Blog do Flavio Gomes
F-1

QUE O TEMPO É MAIOR (3)

SÃO PAULO (foi fácil) – Oscar Piastri venceu sua segunda corrida no ano, quarta na carreira, hoje no Bahrein. Vitória inconteste, a partir da pole-position e com a melhor volta da prova. George Russell, da Mercedes, foi o segundo. Lando Norris, companheiro de Piastri na McLaren, fechou o pódio na terceira colocação. Lando segue na […]

Empolgadíssimo, Piastri comemora a quarta vitória na carreira

SÃO PAULO (foi fácil) – Oscar Piastri venceu sua segunda corrida no ano, quarta na carreira, hoje no Bahrein. Vitória inconteste, a partir da pole-position e com a melhor volta da prova. George Russell, da Mercedes, foi o segundo. Lando Norris, companheiro de Piastri na McLaren, fechou o pódio na terceira colocação. Lando segue na liderança do campeonato, agora três pontos à frente de seu parceiro de equipe. Max Verstappen, sexto colocado na corrida, vem atrás deles, oito pontos atrás de Norris.

Foi um belo GP, como se esperava, graças às diferentes estratégias de pneus que uma pista como a barenita exige. O asfalto desgasta muito a borracha e ninguém conseguiria completar as 57 voltas da prova com menos de duas paradas. Para ajudar ainda mais, uma entrada do safety-car pouco depois da metade da corrida juntou todo mundo que estava espalhado pelos 5.412 m do circuito. E a parte final da quarta etapa do Mundial acabou sendo a mais divertida de todas.

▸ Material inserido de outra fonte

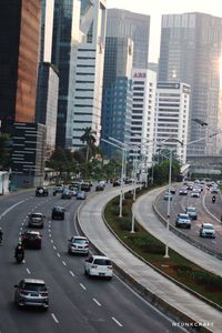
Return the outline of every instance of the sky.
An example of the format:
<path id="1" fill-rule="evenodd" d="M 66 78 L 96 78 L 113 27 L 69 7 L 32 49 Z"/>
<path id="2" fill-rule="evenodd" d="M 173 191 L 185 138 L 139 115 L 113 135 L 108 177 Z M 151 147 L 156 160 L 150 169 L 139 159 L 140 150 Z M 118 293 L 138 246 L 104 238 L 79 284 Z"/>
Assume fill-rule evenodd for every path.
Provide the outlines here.
<path id="1" fill-rule="evenodd" d="M 222 0 L 107 0 L 107 7 L 151 16 L 150 62 L 159 58 L 161 14 L 203 12 L 222 18 Z"/>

Largada no Bahrein: Norris posicionou mal o carro no grid e foi punido

A largada foi elétrica, com Russell passando Charles Leclerc e pulando para segundo. Charlinho largou de pneus médios – como Lewis Hamilton, Fernando Alonso, Liam Lawson e Gabriel Bortoleto; os demais foram de macios. Norris, milagre, foi quem deu o maior salto, de sexto para terceiro. Naquela posição se colocaria na briga pela vitória. Verstappen, por sua vez, pouco habituado ao pega-pra-capar do meio do pelotão, caiu de sétimo para oitavo.

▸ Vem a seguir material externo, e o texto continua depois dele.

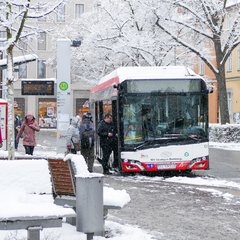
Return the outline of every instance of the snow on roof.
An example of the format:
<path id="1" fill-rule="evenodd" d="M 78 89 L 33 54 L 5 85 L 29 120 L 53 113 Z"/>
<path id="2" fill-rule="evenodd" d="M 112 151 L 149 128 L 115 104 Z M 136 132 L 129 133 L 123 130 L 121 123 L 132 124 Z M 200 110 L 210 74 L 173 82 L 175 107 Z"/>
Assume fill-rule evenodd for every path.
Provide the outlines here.
<path id="1" fill-rule="evenodd" d="M 103 77 L 99 84 L 115 77 L 118 77 L 120 82 L 126 79 L 201 78 L 194 71 L 185 66 L 120 67 Z"/>
<path id="2" fill-rule="evenodd" d="M 228 0 L 227 1 L 227 7 L 231 7 L 231 6 L 234 6 L 236 4 L 240 3 L 240 0 Z"/>
<path id="3" fill-rule="evenodd" d="M 20 65 L 22 63 L 32 62 L 38 59 L 38 56 L 36 54 L 27 54 L 23 56 L 18 56 L 13 58 L 14 65 Z M 0 68 L 4 69 L 7 68 L 7 59 L 4 58 L 0 60 Z"/>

Ocorre que os olhos de lince dos comissários perceberam que Norris alinhou seu carro fora do colchete no grid. Quem também notou foi Verstappen, atrás dele na grelha de partida. “O Lando está fora do lugar! Avisem alguém! Estou vendo! Pilantra!” Tomou 5s de punição. Lando, não Max.

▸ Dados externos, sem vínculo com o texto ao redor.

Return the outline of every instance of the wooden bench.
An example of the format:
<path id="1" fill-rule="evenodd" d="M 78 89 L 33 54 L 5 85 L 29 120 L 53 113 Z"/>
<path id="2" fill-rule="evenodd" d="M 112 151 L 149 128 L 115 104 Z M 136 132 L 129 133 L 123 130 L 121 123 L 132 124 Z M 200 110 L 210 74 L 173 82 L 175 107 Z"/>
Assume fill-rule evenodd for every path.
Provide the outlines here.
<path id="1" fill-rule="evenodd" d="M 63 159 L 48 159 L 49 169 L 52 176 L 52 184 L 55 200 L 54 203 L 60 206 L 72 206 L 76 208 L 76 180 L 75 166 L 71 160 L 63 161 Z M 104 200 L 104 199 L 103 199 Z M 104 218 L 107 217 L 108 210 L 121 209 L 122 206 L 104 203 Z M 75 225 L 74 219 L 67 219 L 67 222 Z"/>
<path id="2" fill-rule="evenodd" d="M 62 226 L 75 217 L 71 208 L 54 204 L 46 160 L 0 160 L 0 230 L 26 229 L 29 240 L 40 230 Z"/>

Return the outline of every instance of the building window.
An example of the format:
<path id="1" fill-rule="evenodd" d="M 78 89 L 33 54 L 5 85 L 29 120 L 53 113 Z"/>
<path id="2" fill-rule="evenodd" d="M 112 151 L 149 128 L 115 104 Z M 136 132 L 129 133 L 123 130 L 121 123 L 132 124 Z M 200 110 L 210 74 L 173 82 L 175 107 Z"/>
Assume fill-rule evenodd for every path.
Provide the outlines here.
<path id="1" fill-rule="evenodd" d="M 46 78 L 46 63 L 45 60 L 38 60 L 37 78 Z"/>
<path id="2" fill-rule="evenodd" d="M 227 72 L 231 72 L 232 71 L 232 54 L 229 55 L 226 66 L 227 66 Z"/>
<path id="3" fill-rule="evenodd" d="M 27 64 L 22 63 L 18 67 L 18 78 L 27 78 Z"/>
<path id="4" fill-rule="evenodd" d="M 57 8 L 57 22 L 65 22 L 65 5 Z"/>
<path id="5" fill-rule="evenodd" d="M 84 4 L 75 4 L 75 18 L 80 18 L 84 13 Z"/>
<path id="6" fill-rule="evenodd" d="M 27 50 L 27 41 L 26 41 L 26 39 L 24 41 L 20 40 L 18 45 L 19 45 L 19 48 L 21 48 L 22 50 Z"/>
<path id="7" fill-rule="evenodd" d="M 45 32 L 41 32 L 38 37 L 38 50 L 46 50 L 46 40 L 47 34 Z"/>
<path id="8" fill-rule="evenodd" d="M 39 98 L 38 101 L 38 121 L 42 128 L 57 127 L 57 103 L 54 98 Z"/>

Na quinta volta, Kimi Antonelli e Verstappen passaram Carlos Sainz, jogando o piloto da Williams para a oitava colocação. Piastri, Russell, Norris, Leclerc e Pierre Gasly eram os cinco primeiros, com Kimi e Max em sexto e sétimo. Depois do espanhol, Hamilton e Yuki Tsunoda completavam o top-10.

Na nona volta, Hamilton foi para cima de Sainz, também, mas Carlos se defendeu com energia. Afinal, aquele carro vermelho era para ser dele, não de Lewis. Tinha algo de pessoal naquela briga. Depois de duas tentativas, o inglês conseguiu passar, trazendo com ele Tsunoda. Na décima, Antonelli passou Gasly e foi para quinto. Me contaram, não sei se é verdade, que a mãe de Kimi ligou na hora para Toto Wolff, o chefe da Mercedes. “Escuta aqui, meu senhor… Isso é hora de meu menino estar na rua? Já é de noite! Manda ele já pra casa que tem aula amanhã!”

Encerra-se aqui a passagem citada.